Encore une remarque: si nous moissonnons ce que nous avons semé, nous ne moissonnerons pas ce que nous n'aurons pas semé. Il est tel père qui pense pouvoir abandonner à la mère l'éducation des enfants durant leur enfance, comptant bien retrouver sur le jeune homme son influence et son autorité: il oublie qu'une relation, comme une chaîne, se compose d'une série d'anneaux, et qu'on ne crée pas à volonté entre les âmes un contact qui n'a pas été préparé. Dans un article saisissant de la Revue du Christianisme Social l'auteur nous décrit le réveil moral douloureux d'un père qui, absorbé par ses affaires, se voit soudain appelé au chevet de son fils qui vient de se tirer un coup de révolver: veillant en face du cadavre du jeune homme durant une longue nuit, il cherche à se rendre compte des motifs
qui lui ont inspiré cet acte effrayant: ce ne sont, il a des raisons pour le croire, ni le jeu ni la débauche qui en sont cause; qu'est-ce donc ? Le père cherche en vain, mais il se rend compte qu'il ne peut pas découvrir, parce qu'il ne connaît pas son fils. Il l'a élevé, il a pourvu à ses études, il lui prépare une fortune, mais il a vécu à côté de lui sans que leurs âmes fussent jamais en contact, il ignore ce qui s'agitait dans le coeur du jeune homme, ses aspirations, ses doutes, ses désespoirs peut-être; et maintenant il se trouve devant l'irréparable et il ne peut comprendre: il est trop tard. - Ce récit me semble s'enfoncer comme une épée dans le coeur des parents; si nous découvrions un jour que nous n'avons pas été ce que nous aurions dû être, et que par notre faute, par celle de nos erreurs ou de notre indifférence, notre enfant a manqué le but, peut-être a sombré! Quelle moisson!

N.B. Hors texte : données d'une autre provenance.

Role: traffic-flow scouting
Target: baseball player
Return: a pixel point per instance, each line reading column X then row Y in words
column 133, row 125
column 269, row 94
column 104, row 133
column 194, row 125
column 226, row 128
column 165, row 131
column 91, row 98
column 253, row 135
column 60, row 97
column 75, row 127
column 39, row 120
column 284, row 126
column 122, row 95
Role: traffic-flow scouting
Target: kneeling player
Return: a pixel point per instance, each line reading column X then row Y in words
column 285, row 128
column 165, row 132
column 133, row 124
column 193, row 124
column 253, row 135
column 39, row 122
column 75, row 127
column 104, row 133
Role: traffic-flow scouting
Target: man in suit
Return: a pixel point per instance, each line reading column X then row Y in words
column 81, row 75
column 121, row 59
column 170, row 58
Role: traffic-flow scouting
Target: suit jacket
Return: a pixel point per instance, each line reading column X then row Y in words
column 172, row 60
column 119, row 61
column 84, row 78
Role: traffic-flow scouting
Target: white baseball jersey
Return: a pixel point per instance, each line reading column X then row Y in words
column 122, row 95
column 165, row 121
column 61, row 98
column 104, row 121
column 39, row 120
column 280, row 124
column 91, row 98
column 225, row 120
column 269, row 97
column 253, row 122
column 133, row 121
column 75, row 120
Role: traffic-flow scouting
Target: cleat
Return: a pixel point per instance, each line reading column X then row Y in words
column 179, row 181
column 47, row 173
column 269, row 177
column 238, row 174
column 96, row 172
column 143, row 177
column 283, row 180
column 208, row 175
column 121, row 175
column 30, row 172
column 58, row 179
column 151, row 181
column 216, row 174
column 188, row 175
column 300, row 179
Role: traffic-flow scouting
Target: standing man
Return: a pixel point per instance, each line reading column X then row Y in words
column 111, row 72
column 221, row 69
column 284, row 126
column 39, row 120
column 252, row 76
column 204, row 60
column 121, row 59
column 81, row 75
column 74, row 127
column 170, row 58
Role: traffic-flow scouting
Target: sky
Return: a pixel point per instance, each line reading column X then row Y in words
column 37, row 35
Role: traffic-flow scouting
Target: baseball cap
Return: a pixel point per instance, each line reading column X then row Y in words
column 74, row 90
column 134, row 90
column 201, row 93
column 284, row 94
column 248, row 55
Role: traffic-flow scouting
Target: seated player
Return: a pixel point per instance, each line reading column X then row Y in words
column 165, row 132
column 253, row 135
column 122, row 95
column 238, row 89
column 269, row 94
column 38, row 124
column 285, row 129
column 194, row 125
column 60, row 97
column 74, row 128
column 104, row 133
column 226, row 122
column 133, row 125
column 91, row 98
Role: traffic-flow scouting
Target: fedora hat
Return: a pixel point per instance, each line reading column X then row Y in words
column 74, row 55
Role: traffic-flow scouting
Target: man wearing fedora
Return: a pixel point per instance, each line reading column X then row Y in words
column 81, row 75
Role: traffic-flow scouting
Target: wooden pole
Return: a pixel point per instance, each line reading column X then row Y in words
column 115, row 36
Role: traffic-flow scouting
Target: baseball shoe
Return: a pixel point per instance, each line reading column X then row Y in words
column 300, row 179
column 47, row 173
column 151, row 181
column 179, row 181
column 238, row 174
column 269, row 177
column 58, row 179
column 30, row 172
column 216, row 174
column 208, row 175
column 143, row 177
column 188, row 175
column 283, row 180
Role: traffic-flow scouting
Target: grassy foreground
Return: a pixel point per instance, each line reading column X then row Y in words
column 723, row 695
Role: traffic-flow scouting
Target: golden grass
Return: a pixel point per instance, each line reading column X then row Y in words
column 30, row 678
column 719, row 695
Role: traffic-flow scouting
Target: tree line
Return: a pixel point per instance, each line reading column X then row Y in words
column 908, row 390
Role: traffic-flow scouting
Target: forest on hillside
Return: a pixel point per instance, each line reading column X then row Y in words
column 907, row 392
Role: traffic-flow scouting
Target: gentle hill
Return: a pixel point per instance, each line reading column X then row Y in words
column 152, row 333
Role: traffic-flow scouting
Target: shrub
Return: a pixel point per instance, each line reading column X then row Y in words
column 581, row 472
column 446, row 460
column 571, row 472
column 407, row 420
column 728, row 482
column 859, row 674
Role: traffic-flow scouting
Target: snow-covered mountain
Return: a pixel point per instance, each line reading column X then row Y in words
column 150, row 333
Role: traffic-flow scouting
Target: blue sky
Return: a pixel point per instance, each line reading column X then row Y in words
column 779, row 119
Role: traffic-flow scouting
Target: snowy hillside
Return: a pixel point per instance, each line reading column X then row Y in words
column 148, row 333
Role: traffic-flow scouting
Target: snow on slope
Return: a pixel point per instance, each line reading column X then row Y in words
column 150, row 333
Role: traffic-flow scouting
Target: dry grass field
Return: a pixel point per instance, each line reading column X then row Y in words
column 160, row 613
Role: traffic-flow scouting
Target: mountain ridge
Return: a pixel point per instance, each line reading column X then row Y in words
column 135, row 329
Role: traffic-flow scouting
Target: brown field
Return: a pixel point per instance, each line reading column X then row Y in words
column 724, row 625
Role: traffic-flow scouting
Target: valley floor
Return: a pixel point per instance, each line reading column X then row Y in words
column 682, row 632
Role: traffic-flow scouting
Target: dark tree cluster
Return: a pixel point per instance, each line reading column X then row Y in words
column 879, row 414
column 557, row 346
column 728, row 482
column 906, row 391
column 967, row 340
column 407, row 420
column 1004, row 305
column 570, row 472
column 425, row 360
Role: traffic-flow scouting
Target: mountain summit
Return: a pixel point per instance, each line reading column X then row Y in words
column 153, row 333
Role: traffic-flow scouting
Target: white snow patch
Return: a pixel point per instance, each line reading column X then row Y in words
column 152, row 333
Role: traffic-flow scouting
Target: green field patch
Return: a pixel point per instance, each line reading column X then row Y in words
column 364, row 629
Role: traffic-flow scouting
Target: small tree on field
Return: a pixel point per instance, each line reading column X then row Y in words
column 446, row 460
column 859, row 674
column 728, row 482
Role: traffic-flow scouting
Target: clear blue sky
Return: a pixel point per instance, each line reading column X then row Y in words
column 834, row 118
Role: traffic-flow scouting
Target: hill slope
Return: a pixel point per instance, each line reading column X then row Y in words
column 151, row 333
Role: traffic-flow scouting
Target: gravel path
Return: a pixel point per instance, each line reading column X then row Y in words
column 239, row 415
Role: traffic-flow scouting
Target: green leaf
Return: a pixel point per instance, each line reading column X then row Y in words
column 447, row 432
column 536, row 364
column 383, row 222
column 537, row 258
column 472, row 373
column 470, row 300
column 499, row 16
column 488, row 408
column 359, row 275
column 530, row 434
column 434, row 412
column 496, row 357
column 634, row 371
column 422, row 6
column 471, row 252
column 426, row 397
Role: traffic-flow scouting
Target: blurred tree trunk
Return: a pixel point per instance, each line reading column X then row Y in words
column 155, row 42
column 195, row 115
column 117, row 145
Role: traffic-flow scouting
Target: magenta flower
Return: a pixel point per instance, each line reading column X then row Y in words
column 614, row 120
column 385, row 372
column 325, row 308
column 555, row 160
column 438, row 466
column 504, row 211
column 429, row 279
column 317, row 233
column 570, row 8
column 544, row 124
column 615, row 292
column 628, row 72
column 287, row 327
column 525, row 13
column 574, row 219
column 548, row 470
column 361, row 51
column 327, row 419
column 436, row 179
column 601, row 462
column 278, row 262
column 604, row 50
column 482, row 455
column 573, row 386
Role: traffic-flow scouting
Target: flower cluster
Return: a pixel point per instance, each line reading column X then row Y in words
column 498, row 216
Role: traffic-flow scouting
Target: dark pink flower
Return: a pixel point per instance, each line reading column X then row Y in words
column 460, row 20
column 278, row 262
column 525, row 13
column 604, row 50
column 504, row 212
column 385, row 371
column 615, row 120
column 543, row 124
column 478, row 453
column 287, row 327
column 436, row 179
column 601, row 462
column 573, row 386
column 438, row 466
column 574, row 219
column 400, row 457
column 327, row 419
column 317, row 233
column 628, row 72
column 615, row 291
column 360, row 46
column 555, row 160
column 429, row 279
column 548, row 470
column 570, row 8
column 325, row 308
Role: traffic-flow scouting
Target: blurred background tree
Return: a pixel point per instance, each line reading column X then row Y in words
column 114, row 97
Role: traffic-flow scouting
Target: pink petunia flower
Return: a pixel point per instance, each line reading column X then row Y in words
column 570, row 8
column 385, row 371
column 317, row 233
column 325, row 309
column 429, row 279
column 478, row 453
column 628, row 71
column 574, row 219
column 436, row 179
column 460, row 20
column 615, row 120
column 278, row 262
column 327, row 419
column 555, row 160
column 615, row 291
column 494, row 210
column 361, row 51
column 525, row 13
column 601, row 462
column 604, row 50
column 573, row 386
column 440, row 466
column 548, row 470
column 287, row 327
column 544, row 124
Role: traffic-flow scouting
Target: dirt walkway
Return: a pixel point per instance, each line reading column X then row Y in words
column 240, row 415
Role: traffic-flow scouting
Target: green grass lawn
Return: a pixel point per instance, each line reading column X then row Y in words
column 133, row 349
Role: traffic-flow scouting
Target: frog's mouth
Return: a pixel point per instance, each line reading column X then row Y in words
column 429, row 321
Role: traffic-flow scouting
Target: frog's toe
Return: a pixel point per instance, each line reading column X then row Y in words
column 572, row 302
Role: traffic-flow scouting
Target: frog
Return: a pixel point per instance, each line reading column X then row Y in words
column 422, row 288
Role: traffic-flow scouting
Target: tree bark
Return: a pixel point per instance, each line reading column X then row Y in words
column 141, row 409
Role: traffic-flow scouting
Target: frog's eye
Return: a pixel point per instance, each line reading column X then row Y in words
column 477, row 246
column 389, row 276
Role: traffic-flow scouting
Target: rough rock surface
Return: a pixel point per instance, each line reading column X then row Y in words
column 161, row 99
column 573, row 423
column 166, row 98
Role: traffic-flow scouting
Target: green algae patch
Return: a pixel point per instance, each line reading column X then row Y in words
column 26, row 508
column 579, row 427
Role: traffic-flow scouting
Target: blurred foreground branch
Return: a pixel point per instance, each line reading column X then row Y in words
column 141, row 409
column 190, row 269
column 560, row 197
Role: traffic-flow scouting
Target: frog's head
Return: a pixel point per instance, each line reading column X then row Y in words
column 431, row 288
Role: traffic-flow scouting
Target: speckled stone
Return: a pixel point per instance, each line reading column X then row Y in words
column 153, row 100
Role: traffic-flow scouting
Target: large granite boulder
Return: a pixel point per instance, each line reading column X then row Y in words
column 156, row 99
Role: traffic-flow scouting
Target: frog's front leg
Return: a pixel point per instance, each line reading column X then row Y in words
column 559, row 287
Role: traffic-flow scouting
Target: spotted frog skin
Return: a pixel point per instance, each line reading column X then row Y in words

Ne restons pas toutefois sous cette impression; nous avons besoin d'être encouragés; il est bon que nous comprenions notre responsabilité; la pensée de notre rôle en tant que semeurs est grave sans doute, mais elle est aussi lumineuse. Celui qui sème pour l'Esprit, dit Saint-Paul, moissonnera de l'Esprit la vie éternelle.